Multi-Speaker Conversation
Generate a single audio file from a multi-turn, multi-voice script with generateConversation.
Use generateConversation to turn a script of turns into a single audio file — each turn rendered with its own model and voice, concatenated and volume-leveled. One call, multiple voices, any mix of providers.
Quick Start
import { generateConversation } from "@speech-sdk/core"
const result = await generateConversation({
turns: [
{
model: "inworld/inworld-tts-1.5-max",
voice: "Ashley",
text: "Welcome to the Speech SDK — we just shipped conversation mode.",
},
{
model: "elevenlabs/eleven_v3",
voice: "JBFqnCBsd6RMkjVDRZzb",
text: "That's right — one call, multiple voices, automatic volume leveling.",
},
],
})
result.audio.uint8Array // Uint8Array
result.audio.mediaType // e.g. "audio/mpeg"Each turn accepts the same model and voice values you'd pass to generateSpeech — a provider/model string, a bare provider name, or a configured ResolvedModel.
How It Works
SpeechSDK picks the cheapest execution path that satisfies your script:
- Native dialogue — when every turn uses the same model and that model has native multi-speaker support (e.g. some providers' dialogue models), SpeechSDK makes a single API call and lets the provider render the full conversation.
- Stitch — otherwise SpeechSDK generates each turn independently, transcodes them to a common media type, and concatenates the chunks into one file. This is how you can mix providers in a single conversation.

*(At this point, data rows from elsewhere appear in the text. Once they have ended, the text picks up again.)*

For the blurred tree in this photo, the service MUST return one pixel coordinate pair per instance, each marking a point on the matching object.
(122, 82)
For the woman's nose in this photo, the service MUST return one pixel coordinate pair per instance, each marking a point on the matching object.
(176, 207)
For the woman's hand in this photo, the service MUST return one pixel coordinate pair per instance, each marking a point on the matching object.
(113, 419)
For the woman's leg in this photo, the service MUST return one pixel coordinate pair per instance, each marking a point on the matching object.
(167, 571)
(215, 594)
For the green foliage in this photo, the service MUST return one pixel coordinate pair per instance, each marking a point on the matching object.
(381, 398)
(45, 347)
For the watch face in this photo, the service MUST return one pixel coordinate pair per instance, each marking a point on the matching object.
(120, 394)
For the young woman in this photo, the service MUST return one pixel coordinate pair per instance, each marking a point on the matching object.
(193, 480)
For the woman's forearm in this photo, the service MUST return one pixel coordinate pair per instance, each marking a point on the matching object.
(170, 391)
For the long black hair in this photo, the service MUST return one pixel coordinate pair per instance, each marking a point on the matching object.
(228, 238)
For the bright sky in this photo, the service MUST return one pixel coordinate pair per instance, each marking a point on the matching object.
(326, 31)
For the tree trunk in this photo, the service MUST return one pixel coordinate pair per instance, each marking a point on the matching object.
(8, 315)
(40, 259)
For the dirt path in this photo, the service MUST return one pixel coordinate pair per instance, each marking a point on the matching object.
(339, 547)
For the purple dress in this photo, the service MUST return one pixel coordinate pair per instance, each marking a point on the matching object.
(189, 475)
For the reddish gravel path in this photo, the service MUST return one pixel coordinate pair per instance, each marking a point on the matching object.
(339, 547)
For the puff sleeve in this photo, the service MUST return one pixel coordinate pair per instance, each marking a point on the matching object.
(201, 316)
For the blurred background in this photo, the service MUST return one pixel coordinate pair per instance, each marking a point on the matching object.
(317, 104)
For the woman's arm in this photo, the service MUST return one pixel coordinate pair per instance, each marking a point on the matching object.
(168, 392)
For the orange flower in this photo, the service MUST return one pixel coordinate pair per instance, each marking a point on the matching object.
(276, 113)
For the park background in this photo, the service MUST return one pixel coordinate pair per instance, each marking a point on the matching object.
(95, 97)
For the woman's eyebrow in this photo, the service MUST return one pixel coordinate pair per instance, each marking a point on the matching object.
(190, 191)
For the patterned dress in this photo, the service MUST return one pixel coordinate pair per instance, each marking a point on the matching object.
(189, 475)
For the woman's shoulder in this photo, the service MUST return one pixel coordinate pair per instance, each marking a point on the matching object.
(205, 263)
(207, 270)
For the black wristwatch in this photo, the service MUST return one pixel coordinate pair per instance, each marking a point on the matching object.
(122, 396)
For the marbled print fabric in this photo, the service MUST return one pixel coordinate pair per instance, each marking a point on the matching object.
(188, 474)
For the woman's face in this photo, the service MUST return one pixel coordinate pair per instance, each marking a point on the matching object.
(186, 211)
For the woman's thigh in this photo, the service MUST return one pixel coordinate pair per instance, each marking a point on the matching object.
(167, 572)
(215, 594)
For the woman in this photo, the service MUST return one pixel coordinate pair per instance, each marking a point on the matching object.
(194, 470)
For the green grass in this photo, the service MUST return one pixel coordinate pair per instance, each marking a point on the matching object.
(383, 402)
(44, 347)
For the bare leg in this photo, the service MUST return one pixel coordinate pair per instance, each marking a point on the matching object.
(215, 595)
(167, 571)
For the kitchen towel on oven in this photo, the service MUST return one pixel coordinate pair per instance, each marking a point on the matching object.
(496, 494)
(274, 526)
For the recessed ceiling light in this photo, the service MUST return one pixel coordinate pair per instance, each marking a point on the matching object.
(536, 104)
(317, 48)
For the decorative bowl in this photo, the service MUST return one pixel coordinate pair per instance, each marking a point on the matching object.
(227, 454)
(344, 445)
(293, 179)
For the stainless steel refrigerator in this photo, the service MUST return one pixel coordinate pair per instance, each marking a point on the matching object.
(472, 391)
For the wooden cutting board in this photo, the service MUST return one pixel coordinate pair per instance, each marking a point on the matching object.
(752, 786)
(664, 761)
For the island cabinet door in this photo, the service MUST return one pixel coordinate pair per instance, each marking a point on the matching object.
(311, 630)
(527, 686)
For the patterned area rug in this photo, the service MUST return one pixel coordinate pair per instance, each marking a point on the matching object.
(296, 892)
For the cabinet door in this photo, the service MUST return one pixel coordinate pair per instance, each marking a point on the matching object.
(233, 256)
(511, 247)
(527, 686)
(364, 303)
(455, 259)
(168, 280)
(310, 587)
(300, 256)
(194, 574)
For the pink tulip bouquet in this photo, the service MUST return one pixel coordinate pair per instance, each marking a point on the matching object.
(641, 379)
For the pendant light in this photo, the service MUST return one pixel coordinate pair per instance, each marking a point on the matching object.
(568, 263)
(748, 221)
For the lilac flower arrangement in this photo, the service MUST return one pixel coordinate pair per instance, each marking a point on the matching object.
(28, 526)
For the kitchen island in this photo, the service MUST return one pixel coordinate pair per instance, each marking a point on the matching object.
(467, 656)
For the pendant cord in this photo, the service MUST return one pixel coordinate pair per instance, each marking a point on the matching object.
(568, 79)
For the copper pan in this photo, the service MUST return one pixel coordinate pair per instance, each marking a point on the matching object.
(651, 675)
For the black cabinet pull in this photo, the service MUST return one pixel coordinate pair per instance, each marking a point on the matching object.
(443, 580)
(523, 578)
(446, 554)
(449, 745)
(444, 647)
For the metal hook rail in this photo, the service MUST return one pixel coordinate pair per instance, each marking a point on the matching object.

Either way, the call signature and result shape are identical. You don't need to think about which path is taken.
Options
interface GenerateConversationOptions {
turns: ConversationTurn[]
normalizeVolume?: boolean // default: true
timestamps?: boolean // default: false
abortSignal?: AbortSignal
}
interface ConversationTurn {
model: string | ResolvedModel
voice: Voice
text: string
}Volume Normalization
Different providers output audio at different loudness levels. By default, SpeechSDK normalizes each turn to a consistent loudness target before concatenating, so no single speaker is noticeably quieter or louder than the others.
Set normalizeVolume: false to skip this step when you want the raw output:
await generateConversation({
turns,
normalizeVolume: false,
})Timestamps
Pass timestamps to get a ConversationWordTimestamp[] — every word carries a turnIndex pointing back at the turn that produced it. That makes it trivial to derive per-speaker time ranges.
const result = await generateConversation({
turns: [
{ model: "elevenlabs/eleven_v3", voice: "rachel", text: "Hi there." },
{ model: "elevenlabs/eleven_v3", voice: "adam", text: "Hello!" },
{ model: "elevenlabs/eleven_v3", voice: "rachel", text: "How are you?" },
],
timestamps: true,
})
result.timestamps
// [
// { text: "Hi", start: 0.00, end: 0.15, turnIndex: 0 },
// { text: "there.", start: 0.16, end: 0.42, turnIndex: 0 },
// { text: "Hello!", start: 0.72, end: 1.05, turnIndex: 1 },
// { text: "How", start: 1.35, end: 1.50, turnIndex: 2 },
// { text: "are", start: 1.51, end: 1.66, turnIndex: 2 },
// { text: "you?", start: 1.67, end: 1.92, turnIndex: 2 },
// ]Aggregating words into per-speaker time ranges
Group consecutive same-turnIndex words to get one span per turn, then map each span to the voice that produced it via turns[turnIndex].voice:
// [
// { turnIndex: 0, voice: "rachel", start: 0.00, end: 0.42, text: "Hi there." },
// { turnIndex: 1, voice: "adam", start: 0.72, end: 1.05, text: "Hello!" },
// { turnIndex: 2, voice: "rachel", start: 1.35, end: 1.92, text: "How are you?" },
// ]You can now answer "which voice is playing right now?" by binary-searching spans for the current playback time, drive a chat-bubble UI, or render speaker-attributed transcripts. The start of span i+1 is the natural hand-off point — the (spans[i].end, spans[i+1].start) window is the inter-turn silence (controlled by gapMs).
See the timestamps & captions guide for mode semantics, provider support, and converting the result into SRT or WebVTT via timestampsToCaptions.
Aborting
Pass an AbortSignal to cancel an in-flight conversation — any outstanding per-turn requests are aborted too:
const controller = new AbortController()
const result = await generateConversation({
turns,
abortSignal: controller.signal,
})
setTimeout(() => controller.abort(), 5000)Mixing Providers
Any combination of providers that each support single-turn generation can be stitched together. This is useful when you want a specific voice from one provider paired with a specific voice from another:
import { generateConversation } from "@speech-sdk/core"
import { createInworld, createElevenLabs } from "@speech-sdk/core/providers"
const inworld = createInworld({ apiKey: process.env.INWORLD_API_KEY })
const eleven = createElevenLabs({ apiKey: process.env.ELEVENLABS_API_KEY })
const result = await generateConversation({
turns: [
{ model: inworld(), voice: "Ashley", text: "Hi!" },
{ model: eleven("eleven_v3"), voice: "EXAVITQu4vr4xnSDxMaL", text: "Hello!" },
{ model: inworld(), voice: "Ashley", text: "Nice to meet you." },
],
})Limits
- Every turn must include a non-empty
text. - Every provider referenced in the script must support either native dialogue (for single-provider scripts) or stitching (for multi-provider scripts).
There is no cap on the number of unique voices in a conversation — you can mix as many distinct (provider, voice) pairs as your script needs, and the same voice may reappear in any number of turns.